The snow is still here, to the delight of approximately 0 people. I don't like nearly falling over at the best of times, so to do it daily in front of others fills me with equal measures of despair and blind fury. Somehow I've got to get myself and my 900 bags to the station tomorrow, and then get a horrible, packed, no-seat-reservations-possible-because-this-is-obviously-not-nightmarish-in-any-way Northern Rail train to Mave Towers for Christmas. How can a person do this in the snow and the ice? How? Rang my father last night to see if there was any chance he could come via Sheffield tomorrow (he's seeing us on Christmas Eve at Mave's this year, and then going back to New Mills for the remainder of the holidays) if the weather became really bad, and was told no. The official reason given was "[he'd] have to get on the M62 then, which wouldn't be nice at all", which isn't so much subtext as just text for "I can't be arsed to come thirty minutes out of my way, so get frigged."

Needless to say, my dad is not currently endearing himself to me at the moment. There've been various moments of Father Fuckwittery over the last few weeks, which I won't bother going into, but just trust my totally biased opinion that he's currently being a dick.

Finally over the cold, and my heart is slowly returning to normal after being hideous for a good fortnight. Life becomes very depressing and anxiety-ridden when you can't even walk up the stairs or brush your teeth without feeling like you're having a heart attack.

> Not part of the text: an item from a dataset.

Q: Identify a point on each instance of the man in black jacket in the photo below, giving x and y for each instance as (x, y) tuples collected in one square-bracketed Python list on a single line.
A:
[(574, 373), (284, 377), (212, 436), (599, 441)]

The Christmas party was a bit of a washout, if I'm honest. It started out okay, with lots of lovely eating and pissing about (no alcohol for me though), and then we had Space Hopper races in the car park (I didn't, due to the mental heart). We then went off the pub, and I started feeling tired and palpitaty and worried and depressingly sober. In the end decided to make an early exit, as it had gotten to the stage where I was concerned that I'd burst into tears if anyone was nice to me. Plus, there's only so many circular conversations that you can have with very pissed people.

Technicians party was last Tuesday and more successful, as I was less palpitaty and less ill. I threw caution to the wind and drank quite a lot, and then had one of the finance guys trying to chat me up all night. Horrible hangover the next day, made worse by having to go to a demonstration on a new piece of software that I'd completely forgotten about. Nodding your head and looking earnestly interested whilst dying inside is not an experience I ever want to repeat.

Last weekend the pipe for James's outside tap burst, so we came down on Sunday morning to find downstairs flooded. A plumber finally turned up and mended it, and we then had a sad time mopping up and drying things out. Sometimes being an adult is really quite boring. The 3-year anniversary came and went: we spent most of the day locked away in Thyme Cafe reminiscing and eating and drinking insane amounts, before coming home and falling asleep on the sofa. We've never really done presents for anniversaries as is so close to Christmas time, and, to be honest, food presents are the best presents.

Okay, so off to Notts tomorrow after insane fascist couple of hours at work (WHY?! Does anyone really think that any work gets done?) for a possibly hideous Christmas eve with Mave (nice), my sister (nice), my dad (borderline), Amandroid (the Devil), Uncle Ian (bad), Ian's new wife (borderline) and their new puppy (amazing). I then leave Mave Towers on the 27th for a horrible 6-hour train journey to Dumfries, and will then reside there until the 3rd. We're going to a wedding on Hogmanay, so it could be a very hangovery birthday for James on the 1st. No change there then!

If I don't get chance to write again, I'd just like to thank you all for continuing to read my inane ramblings. You guys help make writing fun and worthwhile, and though I don't seem to update as often as I used to, I promise to still keep updating, and to be as honest as I can with my thoughts. HAPPY CHRISTMAS!